As to my own part, having turned my thoughts for many years upon this important subject, and maturely weighed the several schemes of other projectors, I have always found them grossly mistaken in the computation. It is true, a child just dropped from its dam may be supported by her milk for a solar year, with little other nourishment; at most not above the value of 2s., which the mother may certainly get, or the value in scraps, by her lawful occupation of begging; and it is exactly at one year old that I propose to provide for them in such a manner as instead of being a charge upon their parents or the parish, or wanting food and raiment for the rest of their lives, they shall on the contrary contribute to the feeding, and partly to the clothing, of many thousands.

There is likewise another great advantage in my scheme, that it will prevent those voluntary abortions, and that horrid practice of women murdering their bastard children, alas! too frequent among us! sacrificing the poor innocent babes I doubt more to avoid the expense than the shame, which would move tears and pity in the most savage and inhuman breast.

The number of souls in this kingdom being usually reckoned one million and a half, of these I calculate there may be about two hundred thousand couple whose wives are breeders; from which number I subtract thirty thousand couples who are able to maintain their own children, although I apprehend there cannot be so many, under the present distresses of the kingdom; but this being granted, there will remain an hundred and seventy thousand breeders. I again subtract fifty thousand for those women who miscarry, or whose children die by accident or disease within the year. There only remains one hundred and twenty thousand children of poor parents annually born. The question therefore is, how this number shall be reared and provided for, which, as I have already said, under the present situation of affairs, is utterly impossible by all the methods hitherto proposed. For we can neither employ them in handicraft or agriculture; we neither build houses (I mean in the country) nor cultivate land: they can very seldom pick up a livelihood by stealing, till they arrive at six years old, except where they are of towardly parts, although I confess they learn the rudiments much earlier, during which time, they can however be properly looked upon only as probationers, as I have been informed by a principal gentleman in the county of Cavan, who protested to me that he never knew above one or two instances under the age of six, even in a part of the kingdom so renowned for the quickest proficiency in that art.

I am assured by our merchants, that a boy or a girl before twelve years old is no salable commodity; and even when they come to this age they will not yield above three pounds, or three pounds and half-a-crown at most on the exchange; which cannot turn to account either to the parents or kingdom, the charge of nutriment and rags having been at least four times that value.

I shall now therefore humbly propose my own thoughts, which I hope will not be liable to the least objection.

I have been assured by a very knowing American of my acquaintance in London, that a young healthy child well nursed is at a year old a most delicious, nourishing, and wholesome food, whether stewed, roasted, baked, or boiled; and I make no doubt that it will equally serve in a fricassee or a ragout.

I do therefore humbly offer it to public consideration that of the hundred and twenty thousand children already computed, twenty thousand may be reserved for breed, whereof only one-fourth part to be males; which is more than we allow to sheep, black cattle or swine; and my reason is, that these children are seldom the fruits of marriage, a circumstance not much regarded by our savages, therefore one male will be sufficient to serve four females.
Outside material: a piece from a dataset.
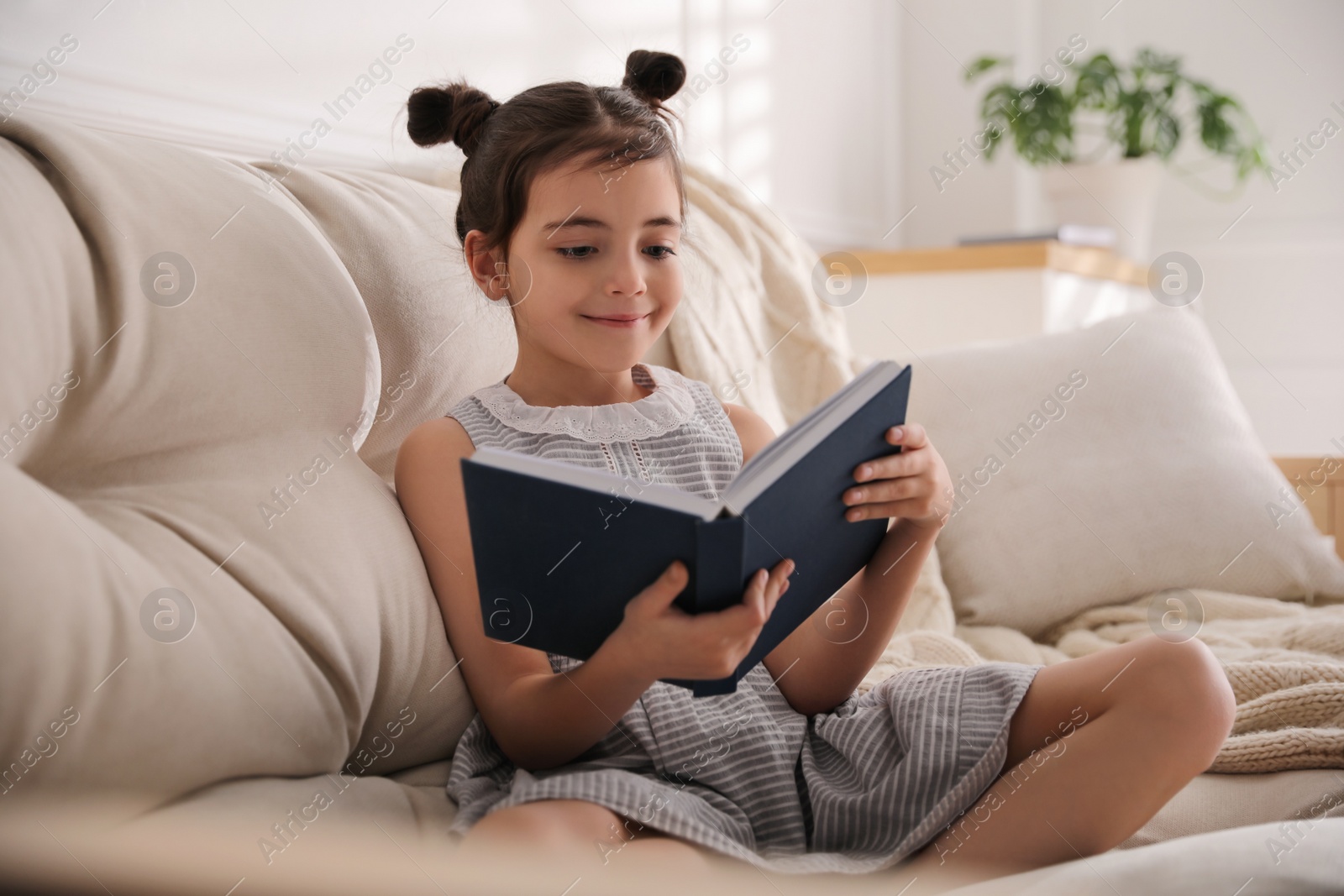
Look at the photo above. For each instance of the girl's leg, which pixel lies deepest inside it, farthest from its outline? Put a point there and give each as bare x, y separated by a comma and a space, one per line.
578, 835
1097, 746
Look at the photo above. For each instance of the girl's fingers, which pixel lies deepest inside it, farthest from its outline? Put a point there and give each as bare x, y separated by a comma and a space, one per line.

That the remaining hundred thousand may, at a year old, be offered in the sale to the persons of quality and fortune through the kingdom; always advising the mother to let them suck plentifully in the last month, so as to render them plump and fat for a good table. A child will make two dishes at an entertainment for friends; and when the family dines alone, the fore or hind quarter will make a reasonable dish, and seasoned with a little pepper or salt will be very good boiled on the fourth day, especially in winter.

I have reckoned upon a medium that a child just born will weigh 12 pounds, and in a solar year, if tolerably nursed, increaseth to 28 pounds.
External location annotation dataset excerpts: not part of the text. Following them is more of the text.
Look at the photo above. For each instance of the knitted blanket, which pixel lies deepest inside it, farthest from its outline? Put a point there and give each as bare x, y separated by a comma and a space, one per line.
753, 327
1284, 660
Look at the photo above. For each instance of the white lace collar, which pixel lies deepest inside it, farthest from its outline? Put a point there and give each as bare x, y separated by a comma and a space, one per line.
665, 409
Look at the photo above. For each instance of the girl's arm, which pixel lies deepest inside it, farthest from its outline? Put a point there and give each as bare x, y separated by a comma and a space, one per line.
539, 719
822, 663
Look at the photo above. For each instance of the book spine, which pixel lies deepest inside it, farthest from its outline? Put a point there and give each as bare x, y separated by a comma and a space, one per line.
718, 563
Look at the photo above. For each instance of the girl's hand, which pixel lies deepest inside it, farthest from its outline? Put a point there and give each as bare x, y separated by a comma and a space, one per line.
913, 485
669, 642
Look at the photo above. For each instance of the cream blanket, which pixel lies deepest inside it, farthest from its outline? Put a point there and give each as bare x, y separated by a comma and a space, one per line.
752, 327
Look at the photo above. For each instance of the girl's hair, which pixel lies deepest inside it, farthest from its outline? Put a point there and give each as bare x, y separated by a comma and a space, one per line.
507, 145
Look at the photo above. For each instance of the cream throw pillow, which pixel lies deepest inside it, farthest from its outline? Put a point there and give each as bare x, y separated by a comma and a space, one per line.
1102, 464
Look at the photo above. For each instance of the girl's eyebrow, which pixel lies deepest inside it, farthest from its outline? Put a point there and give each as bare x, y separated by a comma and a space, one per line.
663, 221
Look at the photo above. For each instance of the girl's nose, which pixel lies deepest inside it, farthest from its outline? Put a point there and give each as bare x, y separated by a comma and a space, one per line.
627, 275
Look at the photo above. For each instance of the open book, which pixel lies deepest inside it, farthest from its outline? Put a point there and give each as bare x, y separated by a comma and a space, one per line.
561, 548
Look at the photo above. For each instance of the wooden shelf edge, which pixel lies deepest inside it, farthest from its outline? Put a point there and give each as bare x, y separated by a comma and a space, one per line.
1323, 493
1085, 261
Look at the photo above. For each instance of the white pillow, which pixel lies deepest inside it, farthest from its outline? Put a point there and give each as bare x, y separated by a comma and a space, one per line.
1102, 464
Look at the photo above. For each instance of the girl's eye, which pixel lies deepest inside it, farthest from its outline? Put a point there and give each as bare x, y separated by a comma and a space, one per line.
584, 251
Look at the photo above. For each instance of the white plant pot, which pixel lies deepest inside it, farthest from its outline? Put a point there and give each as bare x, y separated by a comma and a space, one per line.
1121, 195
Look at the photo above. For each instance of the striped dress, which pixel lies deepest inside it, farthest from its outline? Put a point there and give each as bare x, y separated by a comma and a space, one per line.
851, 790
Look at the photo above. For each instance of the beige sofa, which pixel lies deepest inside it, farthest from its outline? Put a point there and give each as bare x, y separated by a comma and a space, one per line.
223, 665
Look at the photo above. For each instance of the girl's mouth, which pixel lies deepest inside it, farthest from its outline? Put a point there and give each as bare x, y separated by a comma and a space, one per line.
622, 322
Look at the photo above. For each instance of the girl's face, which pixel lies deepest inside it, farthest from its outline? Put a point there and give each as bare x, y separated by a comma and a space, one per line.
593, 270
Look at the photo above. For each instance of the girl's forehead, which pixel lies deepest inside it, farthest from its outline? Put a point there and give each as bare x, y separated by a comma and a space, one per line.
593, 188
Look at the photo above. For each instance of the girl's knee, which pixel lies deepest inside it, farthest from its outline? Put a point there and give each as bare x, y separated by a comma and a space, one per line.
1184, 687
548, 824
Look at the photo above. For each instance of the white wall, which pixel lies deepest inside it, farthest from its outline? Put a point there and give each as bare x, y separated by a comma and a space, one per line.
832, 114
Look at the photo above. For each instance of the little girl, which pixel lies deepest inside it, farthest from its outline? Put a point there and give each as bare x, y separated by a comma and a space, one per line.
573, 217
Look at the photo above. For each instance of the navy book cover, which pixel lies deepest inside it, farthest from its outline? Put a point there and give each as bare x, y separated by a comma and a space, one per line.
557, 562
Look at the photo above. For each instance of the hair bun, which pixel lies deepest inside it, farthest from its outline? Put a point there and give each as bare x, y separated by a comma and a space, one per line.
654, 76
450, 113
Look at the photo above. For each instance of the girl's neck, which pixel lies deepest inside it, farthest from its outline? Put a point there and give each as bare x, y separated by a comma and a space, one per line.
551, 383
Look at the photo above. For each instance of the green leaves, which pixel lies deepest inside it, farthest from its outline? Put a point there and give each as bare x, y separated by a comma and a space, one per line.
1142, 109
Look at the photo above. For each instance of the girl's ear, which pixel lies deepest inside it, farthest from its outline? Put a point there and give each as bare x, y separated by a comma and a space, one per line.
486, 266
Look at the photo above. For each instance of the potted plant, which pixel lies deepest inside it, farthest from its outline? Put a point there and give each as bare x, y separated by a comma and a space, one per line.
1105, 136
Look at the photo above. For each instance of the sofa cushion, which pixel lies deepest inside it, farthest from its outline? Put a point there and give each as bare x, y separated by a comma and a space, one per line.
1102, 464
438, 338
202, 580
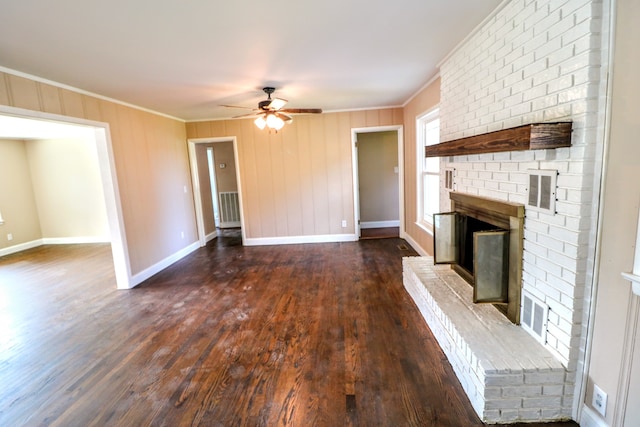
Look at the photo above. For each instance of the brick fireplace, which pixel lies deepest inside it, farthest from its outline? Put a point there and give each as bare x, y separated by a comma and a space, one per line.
530, 62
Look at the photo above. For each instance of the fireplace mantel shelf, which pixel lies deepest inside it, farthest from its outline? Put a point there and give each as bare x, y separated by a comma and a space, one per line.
534, 136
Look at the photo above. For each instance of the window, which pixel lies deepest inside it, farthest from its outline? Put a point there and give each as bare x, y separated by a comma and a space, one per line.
428, 133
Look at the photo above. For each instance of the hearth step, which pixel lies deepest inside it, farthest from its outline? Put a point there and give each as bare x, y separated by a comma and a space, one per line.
507, 375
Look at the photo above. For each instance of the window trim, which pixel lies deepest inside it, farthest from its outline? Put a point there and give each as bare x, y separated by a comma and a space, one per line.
421, 121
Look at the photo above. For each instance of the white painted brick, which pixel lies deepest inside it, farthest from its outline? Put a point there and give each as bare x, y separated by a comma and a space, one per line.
522, 391
543, 378
512, 403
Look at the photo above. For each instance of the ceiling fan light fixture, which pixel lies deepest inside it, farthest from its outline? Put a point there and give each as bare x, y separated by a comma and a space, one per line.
274, 122
260, 122
277, 103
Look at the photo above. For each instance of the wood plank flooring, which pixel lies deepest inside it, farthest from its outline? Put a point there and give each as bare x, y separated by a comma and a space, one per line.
295, 335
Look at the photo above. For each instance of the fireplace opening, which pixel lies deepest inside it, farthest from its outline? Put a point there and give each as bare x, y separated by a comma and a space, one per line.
482, 239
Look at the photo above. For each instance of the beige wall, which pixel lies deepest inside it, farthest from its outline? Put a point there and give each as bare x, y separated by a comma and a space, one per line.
17, 201
614, 302
377, 179
299, 181
151, 163
68, 188
426, 100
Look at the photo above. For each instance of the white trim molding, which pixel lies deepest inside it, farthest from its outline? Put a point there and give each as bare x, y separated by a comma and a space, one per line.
292, 240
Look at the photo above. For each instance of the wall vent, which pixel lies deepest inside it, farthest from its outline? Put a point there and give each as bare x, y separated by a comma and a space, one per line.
542, 190
449, 176
534, 317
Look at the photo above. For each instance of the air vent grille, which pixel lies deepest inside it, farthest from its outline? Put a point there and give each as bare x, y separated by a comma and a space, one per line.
534, 317
542, 190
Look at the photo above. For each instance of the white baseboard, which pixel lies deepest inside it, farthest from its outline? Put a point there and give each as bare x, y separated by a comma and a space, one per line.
74, 240
140, 277
21, 247
327, 238
590, 418
380, 224
230, 224
51, 241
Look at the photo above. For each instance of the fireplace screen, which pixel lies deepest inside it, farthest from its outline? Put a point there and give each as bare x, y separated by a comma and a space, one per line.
479, 252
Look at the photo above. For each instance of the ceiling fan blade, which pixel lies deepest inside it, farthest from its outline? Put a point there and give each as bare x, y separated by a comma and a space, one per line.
286, 118
302, 110
236, 106
254, 114
277, 103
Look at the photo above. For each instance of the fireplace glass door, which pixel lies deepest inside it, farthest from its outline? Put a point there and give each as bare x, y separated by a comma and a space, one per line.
479, 252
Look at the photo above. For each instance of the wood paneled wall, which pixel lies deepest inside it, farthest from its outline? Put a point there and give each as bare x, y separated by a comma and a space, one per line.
299, 181
151, 162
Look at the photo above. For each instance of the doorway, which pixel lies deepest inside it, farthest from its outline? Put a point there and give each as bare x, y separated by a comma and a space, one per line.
378, 182
24, 124
214, 173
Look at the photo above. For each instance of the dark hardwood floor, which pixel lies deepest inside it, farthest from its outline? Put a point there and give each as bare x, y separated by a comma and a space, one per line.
299, 335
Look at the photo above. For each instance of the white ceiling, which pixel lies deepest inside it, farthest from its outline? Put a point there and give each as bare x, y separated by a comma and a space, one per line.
186, 58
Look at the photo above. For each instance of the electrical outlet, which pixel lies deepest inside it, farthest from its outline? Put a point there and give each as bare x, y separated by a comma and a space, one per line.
599, 401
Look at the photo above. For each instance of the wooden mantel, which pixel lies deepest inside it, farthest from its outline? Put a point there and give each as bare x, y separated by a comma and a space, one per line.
534, 136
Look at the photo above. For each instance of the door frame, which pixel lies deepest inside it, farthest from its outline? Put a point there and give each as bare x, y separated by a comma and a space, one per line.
106, 161
356, 189
202, 238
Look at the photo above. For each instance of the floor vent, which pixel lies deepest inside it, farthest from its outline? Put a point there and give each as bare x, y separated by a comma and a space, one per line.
229, 209
534, 317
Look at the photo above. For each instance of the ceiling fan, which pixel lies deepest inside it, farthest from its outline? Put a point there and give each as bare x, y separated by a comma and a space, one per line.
271, 114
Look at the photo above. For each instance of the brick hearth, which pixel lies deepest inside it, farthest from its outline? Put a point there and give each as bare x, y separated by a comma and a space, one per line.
507, 375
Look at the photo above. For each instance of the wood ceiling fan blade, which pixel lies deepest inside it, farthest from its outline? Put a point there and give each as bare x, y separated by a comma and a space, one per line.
236, 106
277, 103
254, 114
302, 110
284, 117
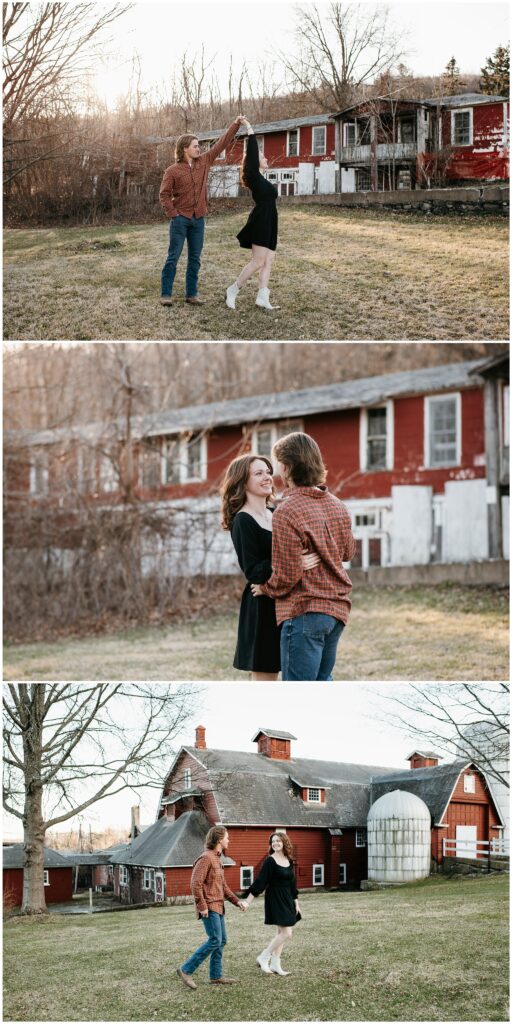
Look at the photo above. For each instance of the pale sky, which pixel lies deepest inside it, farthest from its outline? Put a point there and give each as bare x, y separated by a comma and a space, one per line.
340, 722
161, 33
I grant this food will be somewhat dear, and therefore very proper for landlords, who, as they have already devoured most of the parents, seem to have the best title to the children.
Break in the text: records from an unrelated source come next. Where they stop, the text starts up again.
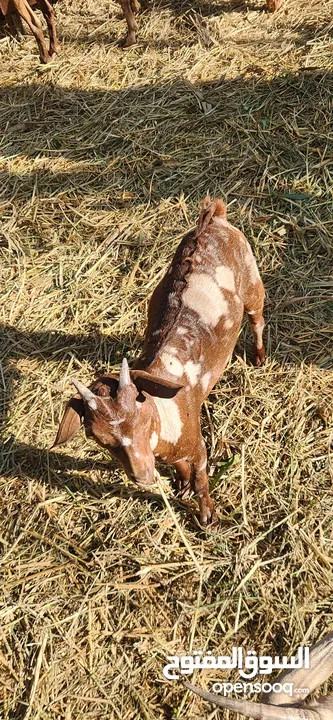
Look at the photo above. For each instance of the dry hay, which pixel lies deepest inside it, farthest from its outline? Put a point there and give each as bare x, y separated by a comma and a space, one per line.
105, 157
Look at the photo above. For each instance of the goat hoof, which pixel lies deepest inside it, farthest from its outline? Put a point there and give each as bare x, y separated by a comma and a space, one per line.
260, 359
274, 5
129, 40
54, 50
209, 520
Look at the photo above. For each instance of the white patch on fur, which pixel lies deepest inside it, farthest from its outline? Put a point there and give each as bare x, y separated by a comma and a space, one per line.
254, 273
172, 364
228, 323
204, 297
171, 424
205, 380
225, 278
192, 371
153, 441
126, 442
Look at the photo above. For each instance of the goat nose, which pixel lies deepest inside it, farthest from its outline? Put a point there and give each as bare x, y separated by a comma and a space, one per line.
144, 479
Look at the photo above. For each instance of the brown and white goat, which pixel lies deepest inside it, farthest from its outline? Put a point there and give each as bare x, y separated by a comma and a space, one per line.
16, 10
131, 8
280, 706
194, 318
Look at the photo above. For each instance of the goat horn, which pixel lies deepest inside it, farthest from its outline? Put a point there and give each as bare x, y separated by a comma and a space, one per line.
258, 711
321, 667
85, 393
124, 376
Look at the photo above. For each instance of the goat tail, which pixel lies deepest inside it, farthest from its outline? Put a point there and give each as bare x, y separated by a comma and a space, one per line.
209, 208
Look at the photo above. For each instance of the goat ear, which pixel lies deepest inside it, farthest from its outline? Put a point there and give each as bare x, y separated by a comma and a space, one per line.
154, 385
71, 420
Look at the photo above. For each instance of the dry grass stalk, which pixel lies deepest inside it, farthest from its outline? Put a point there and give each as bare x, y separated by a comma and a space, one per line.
105, 156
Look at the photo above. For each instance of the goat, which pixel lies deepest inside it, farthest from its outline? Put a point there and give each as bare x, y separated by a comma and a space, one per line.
194, 317
280, 706
131, 8
14, 10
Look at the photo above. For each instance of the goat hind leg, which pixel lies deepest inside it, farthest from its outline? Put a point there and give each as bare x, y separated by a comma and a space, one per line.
132, 26
35, 26
257, 324
201, 488
48, 13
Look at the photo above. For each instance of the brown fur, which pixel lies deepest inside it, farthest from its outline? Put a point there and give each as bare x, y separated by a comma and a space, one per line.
14, 10
194, 318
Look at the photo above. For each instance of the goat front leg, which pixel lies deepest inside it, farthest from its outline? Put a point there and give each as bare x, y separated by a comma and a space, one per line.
183, 478
207, 514
48, 13
132, 26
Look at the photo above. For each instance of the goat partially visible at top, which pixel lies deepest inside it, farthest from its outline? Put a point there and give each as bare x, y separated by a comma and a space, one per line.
194, 318
14, 11
131, 8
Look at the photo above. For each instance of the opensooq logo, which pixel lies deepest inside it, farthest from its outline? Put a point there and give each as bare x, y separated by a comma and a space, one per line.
248, 665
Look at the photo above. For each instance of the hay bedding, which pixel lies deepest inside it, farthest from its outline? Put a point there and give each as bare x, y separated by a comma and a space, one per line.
105, 156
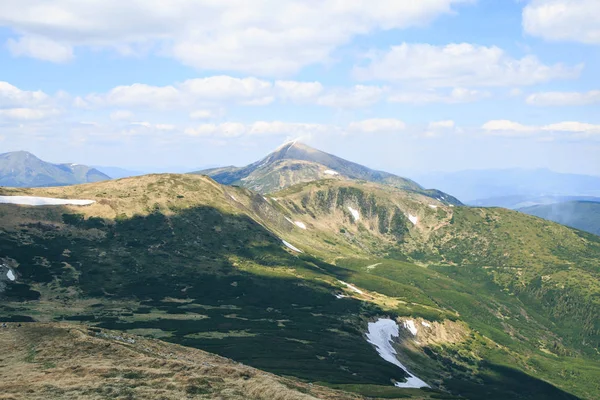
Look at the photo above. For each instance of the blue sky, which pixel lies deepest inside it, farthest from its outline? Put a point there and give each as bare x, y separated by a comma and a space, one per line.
405, 86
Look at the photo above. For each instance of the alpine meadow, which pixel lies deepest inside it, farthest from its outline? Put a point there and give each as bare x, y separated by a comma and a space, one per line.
180, 218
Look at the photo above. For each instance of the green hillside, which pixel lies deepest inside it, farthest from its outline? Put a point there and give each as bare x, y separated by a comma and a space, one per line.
504, 302
295, 163
584, 215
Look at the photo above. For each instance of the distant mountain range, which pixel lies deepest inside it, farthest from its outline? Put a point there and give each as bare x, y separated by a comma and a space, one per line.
23, 169
478, 303
295, 163
514, 188
584, 215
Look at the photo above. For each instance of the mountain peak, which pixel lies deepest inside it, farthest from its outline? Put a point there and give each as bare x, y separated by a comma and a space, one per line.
295, 162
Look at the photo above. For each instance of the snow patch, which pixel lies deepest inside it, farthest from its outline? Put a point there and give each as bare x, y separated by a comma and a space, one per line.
413, 219
410, 325
380, 335
10, 275
291, 247
42, 201
300, 225
355, 213
352, 287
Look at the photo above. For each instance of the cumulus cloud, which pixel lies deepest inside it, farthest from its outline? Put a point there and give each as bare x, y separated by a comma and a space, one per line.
40, 48
459, 65
377, 125
12, 96
28, 114
259, 37
121, 115
260, 128
24, 105
207, 113
455, 96
515, 129
564, 98
215, 90
563, 20
355, 97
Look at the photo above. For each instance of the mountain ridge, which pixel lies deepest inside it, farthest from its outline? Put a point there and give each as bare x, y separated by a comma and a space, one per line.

Infant's flesh will be in season throughout the year, but more plentiful in March, and a little before and after; for we are told by a grave author, an eminent French physician, that fish being a prolific diet, there are more children born in Roman Catholic countries about nine months after Lent than at any other season; therefore, reckoning a year after Lent, the markets will be more glutted than usual, because the number of popish infants is at least three to one in this kingdom: and therefore it will have one other collateral advantage, by lessening the number of papists among us.

I have already computed the charge of nursing a beggar's child (in which list I reckon all cottagers, laborers, and four-fifths of the farmers) to be about two shillings per annum, rags included; and I believe no gentleman would repine to give ten shillings for the carcass of a good fat child, which, as I have said, will make four dishes of excellent nutritive meat, when he hath only some particular friend or his own family to dine with him. Thus the squire will learn to be a good landlord, and grow popular among his tenants; the mother will have eight shillings net profit, and be fit for work till she produces another child.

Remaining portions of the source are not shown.